İnşasına 1568'de başlanan ve 7 yılda
tamamlanan Selimiye Camisi'nin temelinin oturması için 2 seneye yakın
beklendiği de rivayetler arasında yer alıyor.
Bu arada tarihçiler, hastalığı
nedeniyle vefat eden ve caminin açılışını göremeyen 2. Selim'in, ihtişamlı
camiyi İstanbul yerine neden eski başkent Edirne'de yaptırdığını ise değişik
şekillerde açıklıyor.
Avrupa'ya yapılan seferlerin
artması, 2. Selim'in şehzadeliği sırasında vaktinin çoğunu Edirne'de geçirmesi
ve kentin Rumeli'nin kapısı olarak görülmesi bu açıklamalardan bazıları. (http://www.trthaber.com/haber/kultur-sanat/mimar-sinanin-ustalik-eseri-selimiye-243513.html)

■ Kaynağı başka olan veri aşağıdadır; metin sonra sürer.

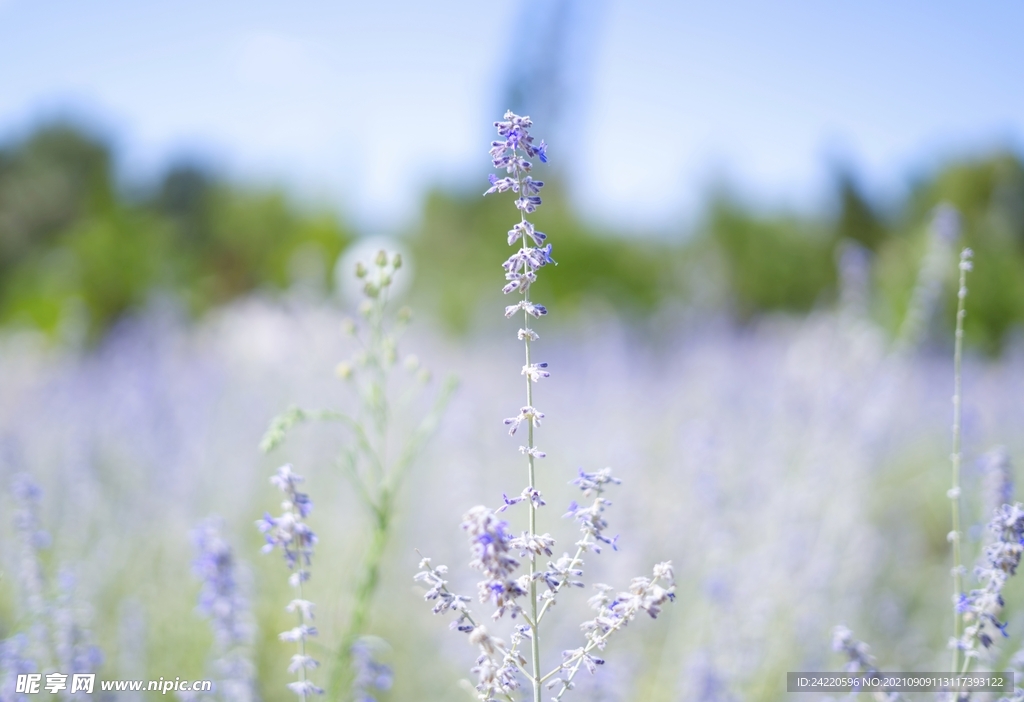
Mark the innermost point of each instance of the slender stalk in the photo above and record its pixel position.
(536, 638)
(954, 491)
(302, 640)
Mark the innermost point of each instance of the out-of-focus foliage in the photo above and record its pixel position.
(75, 250)
(461, 242)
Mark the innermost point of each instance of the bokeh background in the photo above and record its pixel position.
(751, 320)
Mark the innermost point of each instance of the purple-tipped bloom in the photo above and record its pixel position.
(289, 531)
(297, 541)
(491, 544)
(1001, 560)
(520, 269)
(220, 598)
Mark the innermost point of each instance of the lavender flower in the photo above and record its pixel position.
(222, 602)
(982, 607)
(295, 538)
(14, 661)
(500, 666)
(370, 673)
(491, 544)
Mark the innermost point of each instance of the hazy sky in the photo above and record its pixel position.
(367, 103)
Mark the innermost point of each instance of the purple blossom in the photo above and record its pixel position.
(491, 544)
(220, 598)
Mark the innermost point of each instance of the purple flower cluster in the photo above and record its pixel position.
(511, 154)
(294, 537)
(289, 531)
(982, 607)
(644, 595)
(219, 598)
(370, 673)
(591, 519)
(491, 544)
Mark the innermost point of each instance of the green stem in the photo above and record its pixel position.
(955, 459)
(342, 673)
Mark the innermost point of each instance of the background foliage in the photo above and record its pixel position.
(79, 248)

Bunları okuduktan sonra, tekrar gidersem daha dikkatli
bakacağım :)
Hayli kalabalıktı. Camiden
çıkıp aşağı indik ve hemen dibindeki arastanın çay bahçesinde çay içtik. 2 liraydı
çaylar. Lezzetliydi de. Kılavuz beğendiyse sorun yok :)
Kılavuz, ağaçların güzel gölgesinde lezzetli çayı bulunca
yayılıyordu ki engel oldum; istikamet Meriç.
Hava sıcak olduğu için ilk plan yürüyerek gitmek yerine
dolmuşa binsek mi dedim. Malum onun yakın dediği yol ile benim yakınım farklı :)
Birilerine sorunca gerek yok, yürüyerek beş dakika
bile sürmez varmanız deyince ikna oldum.
Önce Tunca nehri ve
üzerindeki köprüye varıyorsunuz.
Faytonlar, bisikletliler, yayalar, motorlu araçlar...
curcuna...
Daha sonra Meriç...
Sağlı sollu lokantalar, düğün ve eğlence salonları.... ile çevrili...
bir mesire alanı olmuş buralar... Öğretmenevinin ve karşı kıyıda da Belediyenin
lokalleri var ayrıca. Kılavuz bizi Edirne Belediyesinin yerine götürdü.
İyi ki de götürmüş. Canlı müzik çok güzeldi: klarnet, flüt,
keman, gitar ve çello ( ?) Son dört
parçaya yetişmişiz.
Kılavuzumuz keman çalanı da tanıdı arkadaş:) Trakya dediğin
el kadar yer:) Grubun başı da kemancıydı
zaten. Barış Akarsu'ya benzettim çok. Trakya Oda Orkestrası oluşumunda çok
konserler vermişmiş burada. Benimki klasik müzik hastasıdır da. Ben de her gün
türkü dinliyom son ses:)
Menüde sıcak soğuk içecekler dışında tostlar vardı. Küçük çay 1.5 liraydı. Türk kahvesi 5 lira diye hatırlıyorum şu anda.
Kıyıya bir şeyler yapıyorlar ama ne olduğunu çözemedik. Bazı ağaçların eksildiğini söyledi kılavuzum. |
Köprü üzerindeki dinlenme mahfillerinden tavan detayı: kalem işleri |
Geride, köprü üstündeki dinlenme alanlarında padişahlar durup kahve içerlermiş. Yanımdan geçen biri ötekine anlatıyordu. Onun yalancısıyım. |
Irmakları çok severim, fakat çamurlu- bulanık ve donuk
olmamak kaydıyla. Bu anlamda Tunca ve Meriç ölü gibiydiler gözümde ama yine de
sevdim. Elbette bizim ülke olarak tabiata saygımız sonsuz ve göz zevkimiz
fevkalade güzel olduğu için çevre düzeni ve temizliği açısından hiçbir eksik yoktu
(!)
Dönüşte Saraçlarda bir çay daha içmek isteyen beyimiz
sebebiyle otogara geç kalışımızdan ilk yazıda bahsetmiştim. O haftanın son
aksiliği bu değildi ama Allahtan pazartesi günü Mars, yıldız evimden çıktı:)
Güzel bir gezi olmuş aslında geriye bakınca, şimdi bir gece kalsa mıydık diye
hayıflanıyoruz hatta.
Tunca ve Meriç nehirleri ne kadar güzel, bunların üzerinde gezi teknesi hatta tek kişilik, çok kişilik kano ne iyi olur. Caminin mimarisi muhteşem.
YanıtlaSilSandallar vardı aslında. Sanırım kiyidaki işletmelere aitti.